Researched by House Guide, Nicky Morland and visitor to David Parr House, Molly Spink.

Mary Jane was David’s wife and mother to Mary Emma, David Douglas and Sarah Helen. She was a patient partner, bringing up their family as David frequently worked away and when home, spent his time intricately decorating 186 Gwydir Street – which was her home for over 60 years.

Mary Jane Parr

Early life and Tytherington

Mary Jane was born in 1860 to Enos and Sarah Wood in Tytherington, a town lying immediately north of the silk town of Macclesfield, near Manchester.

The Wood family address in 1861 was Bluebell Farm Cottage, on Bluebell Lane, Tytherington, which is where Mary Jane spent her early life. By 1871 the Wood family is registered as living on Tytherington Lane, which is the road linking Tytherington to Bollington, and by 1881 they were living at Oakenbank Cottages in Rainow Close, to the boundary with Bollington.

We imagine Mary Jane would have spoken with a regional accent, something that would have identified her as non-local when she moved to Cambridge.

Tytherington, 25 inch 1st Edition OS Map c1876
Bluebell Farm cottages, photos and research by Molly Spink.

Meeting and Marrying David

Mary Jane Wood met David Parr when he was working at Hare Hill House in 1879, we think probably whilst attending church. They married in 1883 in Macclesfield.

David and Mary went on to have three children: Mary Emma (1885-1963); David Douglas (1886-1975); and Sarah Helen (1889-1989), and initially lived at 12 Cross Street in Cambridge, before purchasing and moving to 186 Gwydir Street.

It must have been interesting for Mary Jane to move from Macclesfield to Cambridge to start a new life! She did visit her family – the new railways that allowed David to travel the country, meant this was easy for her to do, especially with Gwydir Street so close to the station. We also know she gave birth to their son, David Douglas, whilst visiting family in Macclesfield.

The Parr family portrait, with Mary Jane and David, and the three children

Moving into the Twentieth Century

Mary Jane and David lived together at 186 Gwydir Street well into the 1920s, raising their family and creating the beautifully crafted home we see today.

In 1911 David described himself as a house painter.  His son, David Douglas, was also living and working with him as a house painter.  His youngest daughter, Sarah Helen, was also still living at home and working as a typist.   

David and Mary Jane in the garden of 186 Gwydir Street, in older age

In 1915, Elsie Mansfield was born to Mary Emma Parr and John Summers Mansfield – Mary Jane and David’s first granddaughter.
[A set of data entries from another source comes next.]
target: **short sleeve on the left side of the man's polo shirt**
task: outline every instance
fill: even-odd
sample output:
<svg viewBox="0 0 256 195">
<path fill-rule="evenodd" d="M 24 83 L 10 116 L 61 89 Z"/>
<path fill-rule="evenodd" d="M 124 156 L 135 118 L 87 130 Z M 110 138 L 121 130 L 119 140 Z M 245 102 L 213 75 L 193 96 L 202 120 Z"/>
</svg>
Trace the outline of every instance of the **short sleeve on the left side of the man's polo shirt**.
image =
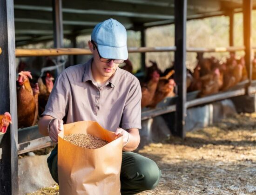
<svg viewBox="0 0 256 195">
<path fill-rule="evenodd" d="M 42 115 L 49 115 L 51 117 L 60 119 L 65 117 L 70 98 L 69 94 L 70 82 L 65 71 L 63 71 L 54 83 L 54 88 L 50 93 L 45 111 L 42 113 Z"/>
</svg>

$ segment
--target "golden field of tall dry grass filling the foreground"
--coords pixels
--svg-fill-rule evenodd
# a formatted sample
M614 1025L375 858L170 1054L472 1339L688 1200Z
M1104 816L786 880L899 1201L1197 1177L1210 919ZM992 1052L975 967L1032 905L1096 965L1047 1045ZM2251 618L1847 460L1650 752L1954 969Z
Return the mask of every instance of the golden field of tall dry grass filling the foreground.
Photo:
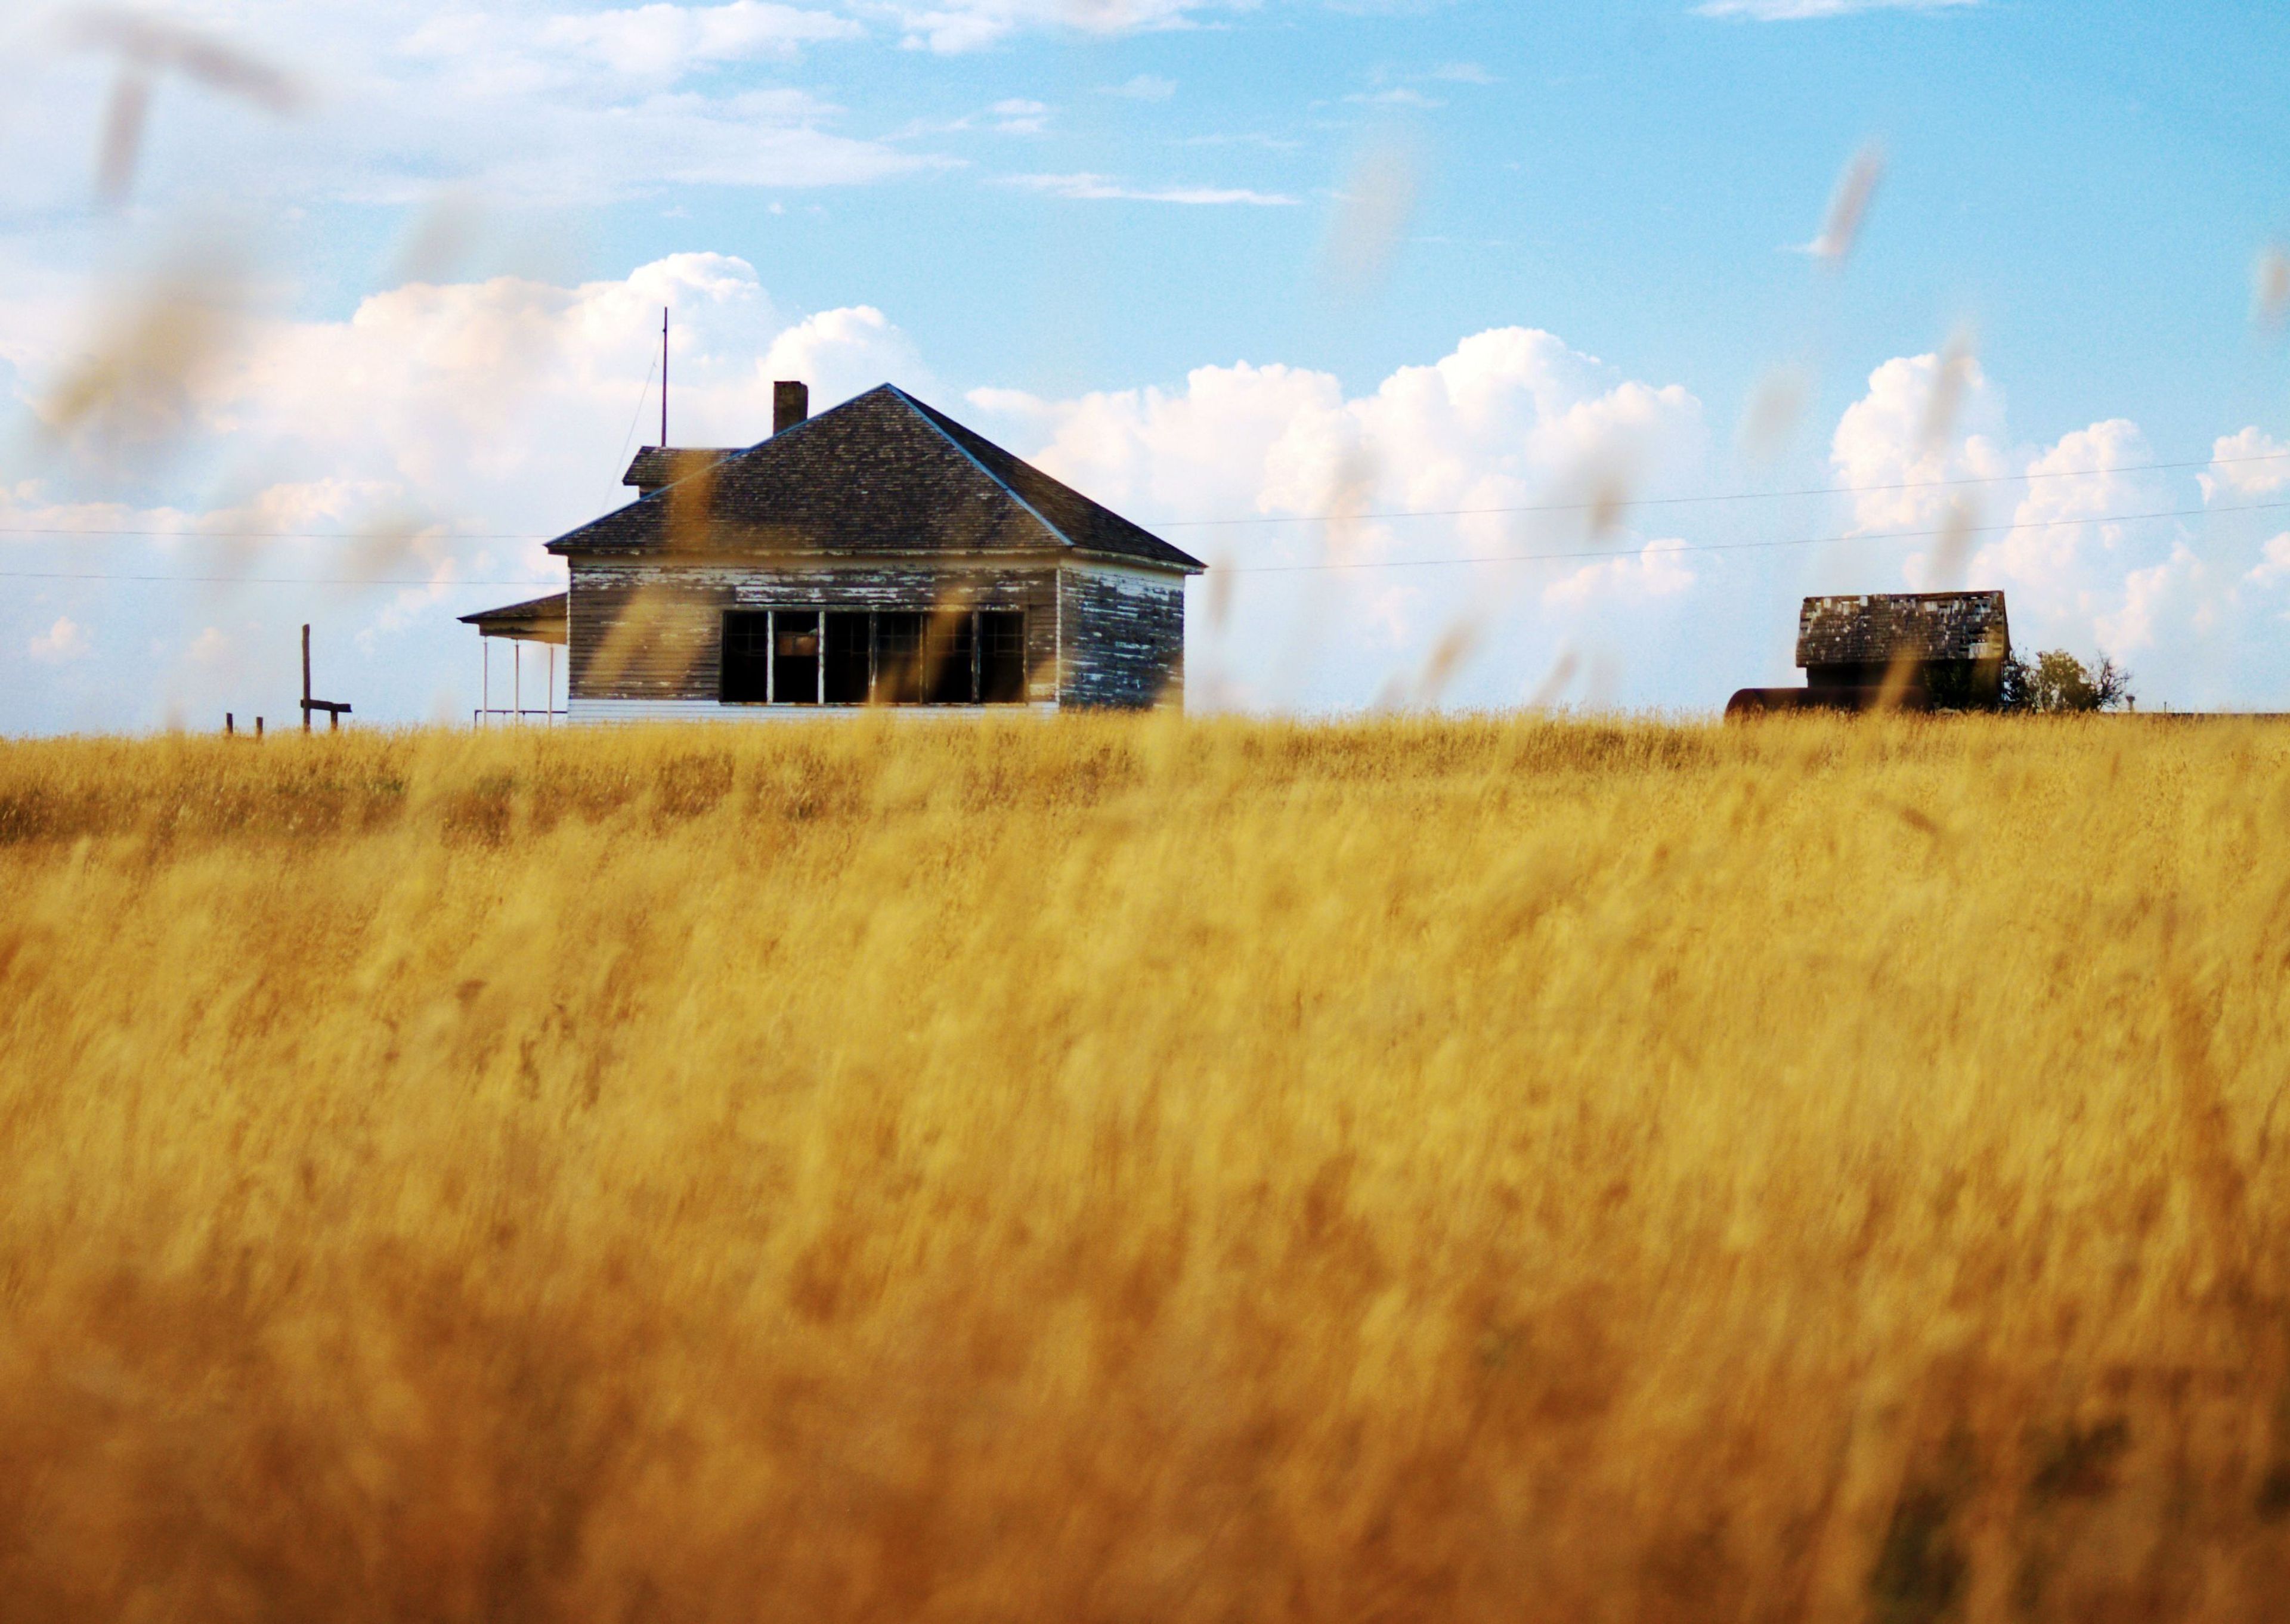
M7 1619L2290 1613L2290 728L0 747Z

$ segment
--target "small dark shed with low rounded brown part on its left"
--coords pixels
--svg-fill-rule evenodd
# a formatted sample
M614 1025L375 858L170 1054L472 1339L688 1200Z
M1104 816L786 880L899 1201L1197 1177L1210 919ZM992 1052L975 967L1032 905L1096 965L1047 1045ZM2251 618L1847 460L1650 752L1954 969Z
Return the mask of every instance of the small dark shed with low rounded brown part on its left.
M1745 687L1729 717L1763 710L1997 710L2011 625L1999 591L1807 598L1798 612L1805 687Z

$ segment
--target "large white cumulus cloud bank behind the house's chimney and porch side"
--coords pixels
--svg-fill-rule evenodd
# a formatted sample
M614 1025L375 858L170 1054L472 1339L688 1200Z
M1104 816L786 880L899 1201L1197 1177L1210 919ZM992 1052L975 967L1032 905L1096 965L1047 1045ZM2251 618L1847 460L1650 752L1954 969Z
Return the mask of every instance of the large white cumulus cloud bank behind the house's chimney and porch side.
M547 591L563 566L540 543L634 495L621 472L657 437L662 305L676 444L767 437L776 378L808 383L815 410L884 380L934 389L879 309L785 312L726 254L572 286L408 284L344 321L254 321L190 401L179 483L202 504L89 499L64 451L0 488L9 570L60 577L44 609L0 605L0 653L71 660L94 685L89 724L156 722L160 694L275 717L282 651L318 621L341 662L327 680L360 719L472 703L476 641L453 616ZM69 362L57 330L69 321L11 330L34 394ZM80 630L98 623L101 646ZM110 648L174 653L110 671ZM44 694L0 683L0 728L57 726Z

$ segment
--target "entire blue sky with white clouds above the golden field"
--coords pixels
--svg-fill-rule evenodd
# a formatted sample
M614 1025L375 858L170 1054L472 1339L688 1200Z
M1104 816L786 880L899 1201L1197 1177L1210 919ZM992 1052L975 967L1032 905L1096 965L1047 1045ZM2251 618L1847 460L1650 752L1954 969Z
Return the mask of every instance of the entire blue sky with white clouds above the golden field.
M891 376L1230 568L1202 708L1706 710L1788 678L1805 591L1910 584L2004 586L2146 703L2290 705L2272 7L14 27L7 731L275 715L305 618L360 717L465 715L451 616L614 499L662 300L678 440ZM1827 495L1699 502L1772 490Z

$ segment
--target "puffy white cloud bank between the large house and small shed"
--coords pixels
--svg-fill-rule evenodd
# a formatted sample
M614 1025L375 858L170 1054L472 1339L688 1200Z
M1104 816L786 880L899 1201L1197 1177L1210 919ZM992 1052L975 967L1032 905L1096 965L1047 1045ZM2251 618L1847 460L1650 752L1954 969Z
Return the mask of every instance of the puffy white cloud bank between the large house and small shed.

When David died in 1927, Elsie aged 12 moved into the house to keep her grandmother company.

Mary Jane in the garden with Elsie as a toddler by the washing line – which is still there today!

Elsie and Mary Jane lived together in their hand painted home until in 1945, Elsie Mansfield married Alfred Palmer, a railway driver from Yorkshire. The newly married couple moved in together into 186 Gwydir Street, with an elderly Mary Jane (she would have been 85). The three of them lived there until in 1948, Mary Jane Parr passed away aged 88.

Mary Jane’s Legacy

She left us not only a beautifully maintained home that she shared with David, but a legacy of careful custodianship – passed onto Elsie Palmer who lived in and looked after 186 Gwydir Street until 2009, when the charity began to conserve the house and open it up to the public.

Mary Jane also is traceable through objects in the house – we think the sewing bag belonged to and was used by her, and we think she darned and helped make other textiles, such as the bedcover from the back bedroom.

The drawstring sewing bag we think belonged to and was made by Mary Jane.
The cover from the back bedroom that we think Mary Jane made – taken during conservation.